# Math Help - [SOLVED] Finding The Sum Of This Series

1. ## [SOLVED] Finding The Sum Of This Series

I've attached the problem I'm stuck on, I tried using the formula for geometric series several times but I'm guessing that because there are two terms I should be going about it a different way? Could someone help me out?

2. Originally Posted by fattydq
I've attached the problem I'm stuck on, I tried using the formula for geometric series several times but I'm guessing that because there are two terms I should be going about it a different way? Could someone help me out?
Based on the answer you gave, it looks like you were close. The key thing to notice is that the exponent on $\frac{1}{2}$ is $n-1$. Thus, you sum is equivalent to $\sum_{n=0}^{\infty}7\left(\frac{1}{2}\right)^n$

The rest of the solution:
Spoiler:

$= 7\cdot\frac{1}{1-\frac{1}{2}} = 14$

3. Originally Posted by redsoxfan325
Based on the answer you gave, it looks like you were close. The key thing to notice is that the exponent on $\frac{1}{2}$ is $n-1$. Thus, you sum is equivalent to $\sum_{n=0}^{\infty}7\left(\frac{1}{2}\right)^n$

The rest of the solution:
Spoiler:

$= 7\cdot\frac{1}{1-\frac{1}{2}} = 14$
How can you just change n to 0? You can do that?

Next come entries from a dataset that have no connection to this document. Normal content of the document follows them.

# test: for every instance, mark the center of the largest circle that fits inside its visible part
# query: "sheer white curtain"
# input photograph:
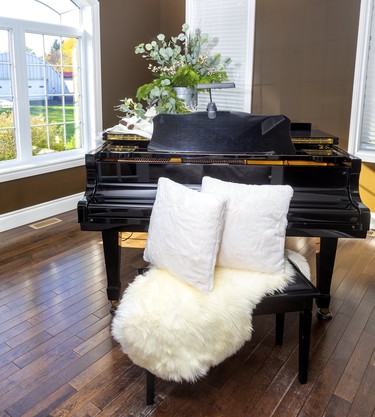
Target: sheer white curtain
(232, 22)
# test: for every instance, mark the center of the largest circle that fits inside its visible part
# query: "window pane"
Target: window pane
(7, 128)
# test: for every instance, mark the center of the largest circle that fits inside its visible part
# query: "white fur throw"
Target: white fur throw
(178, 332)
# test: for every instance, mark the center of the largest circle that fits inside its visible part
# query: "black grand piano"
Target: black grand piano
(122, 177)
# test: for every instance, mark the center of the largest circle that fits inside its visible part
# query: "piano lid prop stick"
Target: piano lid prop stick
(211, 106)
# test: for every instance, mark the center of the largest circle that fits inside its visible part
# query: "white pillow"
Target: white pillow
(185, 232)
(255, 224)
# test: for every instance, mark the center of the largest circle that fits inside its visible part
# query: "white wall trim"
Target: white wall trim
(38, 212)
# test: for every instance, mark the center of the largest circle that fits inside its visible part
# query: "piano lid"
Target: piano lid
(229, 132)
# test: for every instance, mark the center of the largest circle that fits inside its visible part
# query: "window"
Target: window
(50, 98)
(362, 124)
(232, 24)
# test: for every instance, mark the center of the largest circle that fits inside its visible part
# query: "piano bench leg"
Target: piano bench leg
(150, 388)
(324, 314)
(114, 305)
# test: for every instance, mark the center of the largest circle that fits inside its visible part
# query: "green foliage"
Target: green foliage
(182, 61)
(41, 133)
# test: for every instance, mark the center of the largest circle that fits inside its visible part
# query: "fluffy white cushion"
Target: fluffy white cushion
(255, 224)
(177, 332)
(184, 233)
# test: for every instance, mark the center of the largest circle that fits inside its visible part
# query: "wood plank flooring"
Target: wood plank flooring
(57, 357)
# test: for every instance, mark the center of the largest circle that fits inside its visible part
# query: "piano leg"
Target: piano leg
(325, 262)
(112, 256)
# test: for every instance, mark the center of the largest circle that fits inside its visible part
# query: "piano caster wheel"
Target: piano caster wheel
(324, 314)
(114, 305)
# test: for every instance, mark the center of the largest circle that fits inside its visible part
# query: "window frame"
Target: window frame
(366, 20)
(90, 94)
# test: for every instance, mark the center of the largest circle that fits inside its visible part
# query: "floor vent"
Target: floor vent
(45, 223)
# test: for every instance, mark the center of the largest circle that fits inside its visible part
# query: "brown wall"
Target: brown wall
(304, 65)
(124, 24)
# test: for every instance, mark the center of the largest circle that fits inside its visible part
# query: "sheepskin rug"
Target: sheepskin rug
(178, 332)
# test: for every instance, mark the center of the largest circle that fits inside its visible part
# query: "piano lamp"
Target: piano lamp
(211, 106)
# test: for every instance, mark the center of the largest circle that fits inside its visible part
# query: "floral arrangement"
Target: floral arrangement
(181, 61)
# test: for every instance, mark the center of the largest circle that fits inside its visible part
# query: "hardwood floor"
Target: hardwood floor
(57, 357)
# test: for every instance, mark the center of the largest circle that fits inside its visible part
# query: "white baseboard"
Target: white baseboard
(38, 212)
(372, 222)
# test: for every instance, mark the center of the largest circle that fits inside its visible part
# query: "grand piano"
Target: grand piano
(122, 175)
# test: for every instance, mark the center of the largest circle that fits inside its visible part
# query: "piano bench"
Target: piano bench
(298, 296)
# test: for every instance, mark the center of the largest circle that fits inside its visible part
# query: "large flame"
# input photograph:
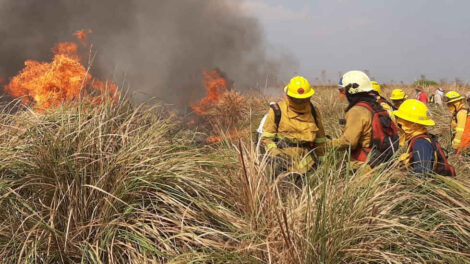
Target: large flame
(49, 84)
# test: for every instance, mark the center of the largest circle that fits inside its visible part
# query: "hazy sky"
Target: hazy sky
(394, 39)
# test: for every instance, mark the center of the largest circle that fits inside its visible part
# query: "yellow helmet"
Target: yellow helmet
(299, 87)
(376, 87)
(398, 94)
(453, 96)
(414, 111)
(356, 82)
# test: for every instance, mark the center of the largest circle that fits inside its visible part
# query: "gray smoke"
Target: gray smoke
(159, 48)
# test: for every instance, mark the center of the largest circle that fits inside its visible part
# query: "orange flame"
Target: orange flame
(215, 85)
(82, 35)
(49, 84)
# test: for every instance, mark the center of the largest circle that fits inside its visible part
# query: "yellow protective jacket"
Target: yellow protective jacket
(459, 120)
(357, 131)
(296, 136)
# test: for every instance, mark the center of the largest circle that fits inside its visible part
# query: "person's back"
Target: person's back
(424, 154)
(368, 126)
(421, 154)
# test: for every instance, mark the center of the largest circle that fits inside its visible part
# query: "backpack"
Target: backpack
(384, 140)
(442, 166)
(465, 141)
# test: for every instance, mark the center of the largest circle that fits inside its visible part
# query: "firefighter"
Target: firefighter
(293, 132)
(398, 97)
(424, 154)
(460, 132)
(357, 134)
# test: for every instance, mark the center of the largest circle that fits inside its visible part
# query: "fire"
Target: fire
(219, 110)
(216, 86)
(82, 35)
(49, 84)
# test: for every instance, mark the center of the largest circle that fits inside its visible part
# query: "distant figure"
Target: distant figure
(424, 154)
(292, 133)
(421, 95)
(398, 97)
(342, 93)
(460, 126)
(439, 96)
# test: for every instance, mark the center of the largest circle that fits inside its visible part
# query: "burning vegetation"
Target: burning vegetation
(49, 84)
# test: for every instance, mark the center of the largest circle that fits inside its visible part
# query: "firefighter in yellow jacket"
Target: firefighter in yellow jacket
(292, 130)
(357, 132)
(460, 128)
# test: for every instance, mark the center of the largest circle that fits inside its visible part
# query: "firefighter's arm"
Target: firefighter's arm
(320, 140)
(459, 129)
(352, 130)
(269, 132)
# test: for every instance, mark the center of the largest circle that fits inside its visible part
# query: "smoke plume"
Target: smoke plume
(157, 48)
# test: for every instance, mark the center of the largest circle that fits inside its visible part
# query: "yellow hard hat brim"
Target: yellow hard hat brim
(299, 96)
(455, 99)
(428, 122)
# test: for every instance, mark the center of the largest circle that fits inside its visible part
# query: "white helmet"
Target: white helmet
(356, 82)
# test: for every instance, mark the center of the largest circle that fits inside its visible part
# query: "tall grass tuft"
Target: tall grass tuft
(109, 183)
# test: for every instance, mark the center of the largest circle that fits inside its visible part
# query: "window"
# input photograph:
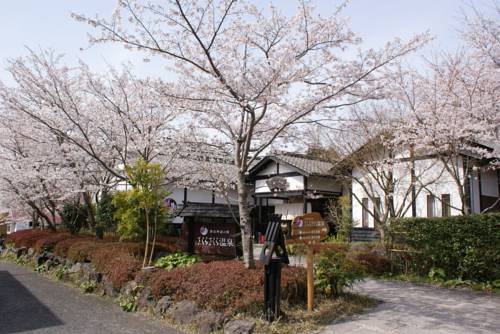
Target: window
(431, 206)
(445, 205)
(364, 217)
(377, 207)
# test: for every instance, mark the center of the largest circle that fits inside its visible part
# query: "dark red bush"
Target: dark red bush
(61, 248)
(47, 243)
(27, 238)
(223, 285)
(116, 261)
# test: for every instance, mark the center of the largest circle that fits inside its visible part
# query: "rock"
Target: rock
(209, 321)
(163, 305)
(160, 254)
(89, 274)
(130, 289)
(21, 251)
(49, 264)
(239, 327)
(145, 300)
(40, 259)
(75, 269)
(108, 288)
(184, 312)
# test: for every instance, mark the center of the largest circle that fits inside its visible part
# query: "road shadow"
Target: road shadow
(20, 310)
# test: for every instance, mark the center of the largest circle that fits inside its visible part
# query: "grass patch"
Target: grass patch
(327, 311)
(493, 287)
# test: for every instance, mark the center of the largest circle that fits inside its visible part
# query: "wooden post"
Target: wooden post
(310, 279)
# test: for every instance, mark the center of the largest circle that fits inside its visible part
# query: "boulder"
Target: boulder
(49, 264)
(163, 305)
(145, 300)
(130, 289)
(184, 312)
(209, 321)
(75, 269)
(107, 287)
(40, 259)
(239, 327)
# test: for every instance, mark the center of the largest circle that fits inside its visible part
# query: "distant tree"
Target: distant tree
(248, 75)
(140, 210)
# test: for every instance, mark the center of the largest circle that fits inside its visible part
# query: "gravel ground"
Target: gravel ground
(409, 308)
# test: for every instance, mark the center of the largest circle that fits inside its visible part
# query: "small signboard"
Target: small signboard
(309, 228)
(215, 238)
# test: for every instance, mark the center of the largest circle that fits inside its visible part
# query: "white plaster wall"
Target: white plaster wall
(290, 210)
(271, 168)
(294, 183)
(285, 168)
(201, 196)
(489, 183)
(430, 172)
(323, 183)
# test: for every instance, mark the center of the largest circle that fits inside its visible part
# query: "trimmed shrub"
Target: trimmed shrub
(372, 257)
(61, 248)
(464, 247)
(335, 271)
(225, 286)
(27, 238)
(116, 261)
(47, 243)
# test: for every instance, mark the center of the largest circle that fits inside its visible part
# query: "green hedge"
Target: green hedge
(465, 247)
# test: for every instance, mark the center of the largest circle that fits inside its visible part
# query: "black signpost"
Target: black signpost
(273, 254)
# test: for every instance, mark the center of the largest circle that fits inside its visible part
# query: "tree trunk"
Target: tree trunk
(245, 222)
(153, 244)
(90, 213)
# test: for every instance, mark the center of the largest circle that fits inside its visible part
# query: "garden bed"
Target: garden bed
(201, 297)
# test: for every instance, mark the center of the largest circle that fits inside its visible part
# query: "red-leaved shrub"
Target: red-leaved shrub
(223, 285)
(47, 243)
(116, 261)
(27, 238)
(61, 248)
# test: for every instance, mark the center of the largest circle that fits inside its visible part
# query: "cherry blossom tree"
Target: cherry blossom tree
(36, 173)
(452, 113)
(247, 74)
(369, 163)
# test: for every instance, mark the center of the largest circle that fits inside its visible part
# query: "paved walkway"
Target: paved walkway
(30, 303)
(413, 308)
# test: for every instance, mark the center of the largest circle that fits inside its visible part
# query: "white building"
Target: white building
(422, 186)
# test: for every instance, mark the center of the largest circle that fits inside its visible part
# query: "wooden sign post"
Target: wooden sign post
(309, 229)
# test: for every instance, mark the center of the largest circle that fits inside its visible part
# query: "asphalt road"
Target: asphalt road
(408, 308)
(30, 303)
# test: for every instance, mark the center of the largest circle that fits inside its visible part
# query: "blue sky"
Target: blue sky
(47, 24)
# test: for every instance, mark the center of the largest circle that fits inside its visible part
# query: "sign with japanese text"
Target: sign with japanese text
(215, 238)
(309, 228)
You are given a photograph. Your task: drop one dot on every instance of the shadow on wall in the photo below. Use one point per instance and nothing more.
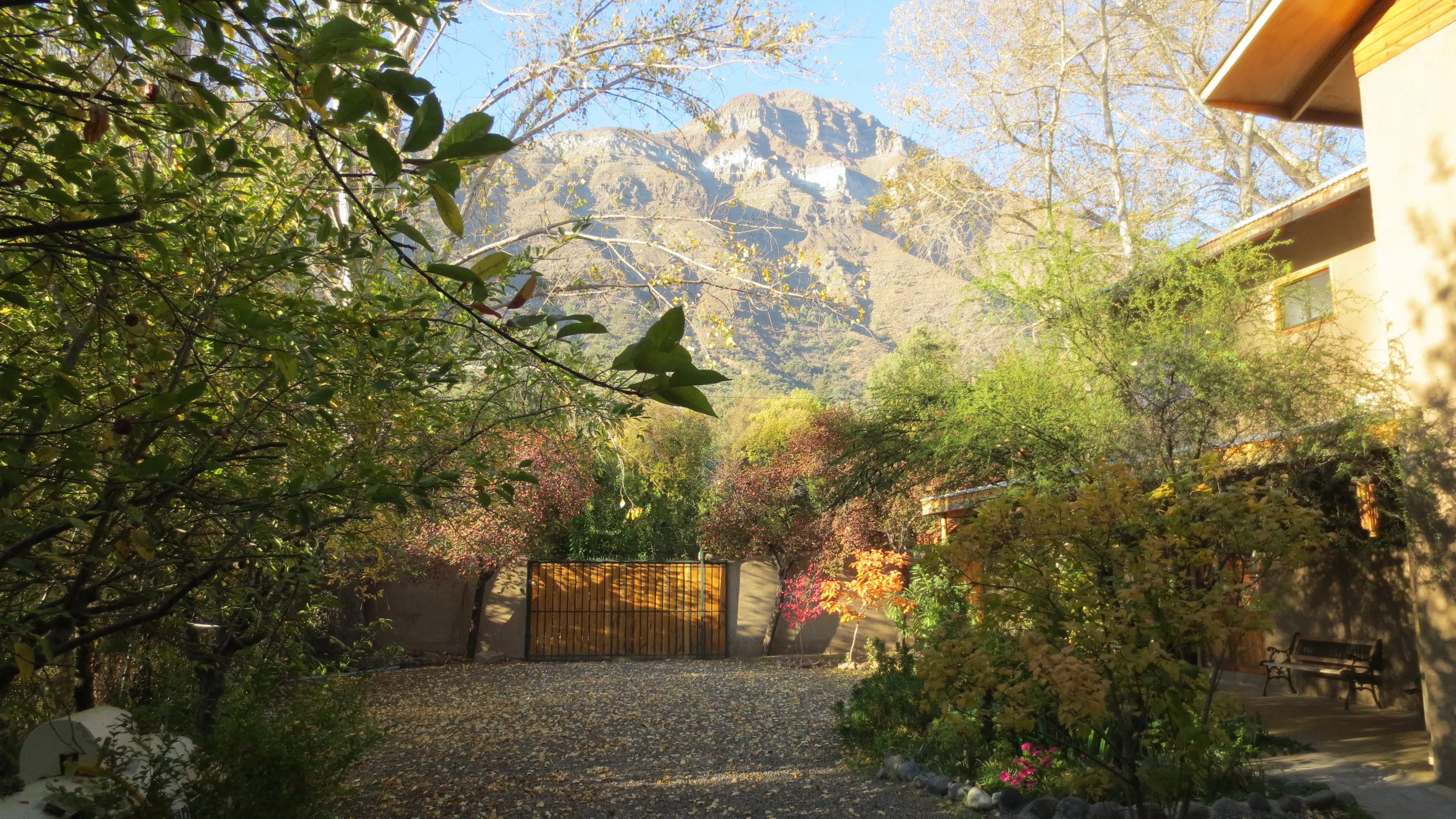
(429, 614)
(1353, 597)
(1431, 457)
(435, 616)
(503, 623)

4. I also changed the exponent from $n-1$ to $n$. In the previous sum, $n$ starts at $1$ so $n-1$ starts at $0$. In this sum, both $n$ and the exponent start at $0$. It's the same. If you have doubts, try writing out the first few terms, and you'll see that they're the same.

5. Hello, fattydq!

Find the sum of the series if it converges: . $\sum^{\infty}_{n=1}7\left(\tfrac{1}{2}\right)^{n-1}$

... but I'm guessing that because there are two terms ... . .
What two terms?

We have: . $S \;=\;7 + 7\left(\tfrac{1}{2}\right) + 7\left(\tfrac{1}{2}\right)^2 + 7\left(\tfrac{1}{2}\right)^3 + \hdots$

This is an infinite geometric series with first term $a = 7$ and common ratio $r = \tfrac{1}{2}$

Its sum is: . $S \;=\;\frac{7}{1 - \frac{1}{2}} \;=\;14$

~ ~ ~ ~ ~ ~ ~ ~ ~ ~ ~ ~ ~ ~ ~ ~ ~ ~ ~ ~ ~ ~ ~ ~ ~ ~ ~ ~ ~ ~

That second problem is interesting . . .

$\sum^{\infty}_{n=0}\frac{(6\pi)^n}{18^{n+1}}$

We have: . $\frac{(6\pi)^n}{18^{n+1}} \;=\;\frac{(6\pi)^n}{18\cdot18^n} \;=\; \frac{1}{18}\cdot\frac{(6\pi)^n}{18^n} \;=\;\frac{1}{18}\left(\frac{6\pi}{18}\right)^n \;=\;\frac{1}{18}\left(\frac{\pi}{3}\right)^n$

And the series is: . $S \;=\;\frac{1}{18} + \frac{1}{18}\left(\frac{\pi}{3}\right) + \frac{1}{18}\left(\frac{\pi}{3}\right)^2 + \frac{1}{18}\left(\frac{\pi}{3}\right)^3 +\hdots$

This too is an infinite geometric series,

. . but since $r \,=\,\tfrac{\pi}{3}\,>\,1$, the series diverges.